Scientists have found a new method by which our DNAs can auto-generate new genes that easily cope with shifting conditions in the environment and lifestyle.
A single mutation that occurs while an error happens during the DNA replication process produces a particular palindrome sequence that reads the same back and forth. The University of Helsinki in Finland conducted a study on these sequences and found that, given the correct conditions, they may evolve into microRna (miRna) genes.
What is a MicroRna ?
Small, noncoding RNAs known as microRNAs (miRNAs) have a major impact on the regulation of genes. Many such miRna genes have been found throughout scientific history, but more recently, novel genes that arose in primates have been uncovered as a result of research explorations.
Approximately 20,000 genes that are involved in the synthesis of proteins are found in the human genome. Thousands of regulatory genes, the smallest of which encodes microRNA molecules with a length of 22 base pairs, coordinate the actions of these conventional genes.
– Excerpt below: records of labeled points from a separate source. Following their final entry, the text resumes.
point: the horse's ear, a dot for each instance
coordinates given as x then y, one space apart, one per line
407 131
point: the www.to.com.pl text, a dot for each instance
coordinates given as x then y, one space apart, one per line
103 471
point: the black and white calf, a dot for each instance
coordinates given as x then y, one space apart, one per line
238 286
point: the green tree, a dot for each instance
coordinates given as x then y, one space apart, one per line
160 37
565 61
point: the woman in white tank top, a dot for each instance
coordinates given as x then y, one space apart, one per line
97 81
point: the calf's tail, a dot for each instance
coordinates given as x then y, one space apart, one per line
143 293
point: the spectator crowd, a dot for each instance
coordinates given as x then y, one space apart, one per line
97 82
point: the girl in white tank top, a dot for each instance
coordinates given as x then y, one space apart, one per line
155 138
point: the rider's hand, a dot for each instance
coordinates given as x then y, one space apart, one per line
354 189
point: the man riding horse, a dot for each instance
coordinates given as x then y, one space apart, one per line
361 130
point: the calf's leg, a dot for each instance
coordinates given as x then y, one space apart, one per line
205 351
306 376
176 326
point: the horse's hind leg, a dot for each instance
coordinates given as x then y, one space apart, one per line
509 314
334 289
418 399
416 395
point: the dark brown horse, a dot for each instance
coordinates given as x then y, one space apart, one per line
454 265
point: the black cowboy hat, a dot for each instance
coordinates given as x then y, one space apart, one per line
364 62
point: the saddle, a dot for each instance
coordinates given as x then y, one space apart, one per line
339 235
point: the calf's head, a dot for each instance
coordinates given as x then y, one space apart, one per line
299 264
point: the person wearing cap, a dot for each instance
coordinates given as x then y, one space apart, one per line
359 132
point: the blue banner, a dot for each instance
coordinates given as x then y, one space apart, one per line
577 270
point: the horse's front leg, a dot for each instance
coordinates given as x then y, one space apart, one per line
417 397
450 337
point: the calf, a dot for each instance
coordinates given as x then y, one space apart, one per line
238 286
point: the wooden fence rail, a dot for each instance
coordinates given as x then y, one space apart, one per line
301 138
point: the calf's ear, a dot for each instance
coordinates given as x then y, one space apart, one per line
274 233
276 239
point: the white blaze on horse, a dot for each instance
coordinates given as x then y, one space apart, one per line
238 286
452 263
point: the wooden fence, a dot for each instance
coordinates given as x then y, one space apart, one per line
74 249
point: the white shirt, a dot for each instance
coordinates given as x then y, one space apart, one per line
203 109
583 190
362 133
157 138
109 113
Genes are largely stable in quantity, however throughout evolution, new genes do occasionally arise. Like the beginning of biological life, scientists have always been fascinated by the formation of new genes.
Scientists call on it :
“Researchers have been captivated by the sudden appearance of novel genes”, said the bioinformatician Heli Mönttinen, also the first author of the study.
Template-switching mutations are the mistakes that make this very effective gene-creation technique possible (TSMs). The production of miRNA in the TSM is a considerably quicker process than the evolution of new functional proteins.
The project manager and bioinformatician Ari Löytynoja, said “DNA is copied one base at a time, and mutations are typically erroneous single bases, like mis-punches on a laptop keyboard.”
“We looked at a process that leads to more significant mistakes, such as copying words from another context. Cases where the text was reversed and produced a palindrome piqued our curiosity in particular.”
However, the likelihood of random base mutations gradually producing these sorts of palindromic runs is quite low, even for basic microRNA genes.
The origin of these palindromic sequences has baffled scientists. It seems that TSMs can create new microRNA genes from previously noncoding DNA sequences by quickly generating whole DNA palindromes.
The bases of neighboring palindromes in an RNA molecule can couple together to create structures that resemble hairpins. The operation of the RNA molecules depends on such configurations, according to biotechnologist Mikko Frilander.
Numerous primates and animals already have their whole genomes fully mapped. Using a specially designed computer technique, the researchers compared these genomes to determine which species possessed the microRNA palindrome pair.
During DNA replication, template swapping enables a single mutation event to produce the ideal DNA structure for a new miRNA gene. Compared to the slow and gradual modifications that may happen with individual building pieces, this is significantly more efficient.
Over 6,000 of these structures have been identified in the primate family tree, and they may have produced at least 18 novel miRNA genes in humans. That represents 26% of all miRNAs assumed to have evolved since the first apes.
These kinds of cross-species results suggest a common process for the production of miRNA genes, and the group believes the findings may also apply to other RNA genes and compounds. For novel microRNA genes, it seems to be rather simple.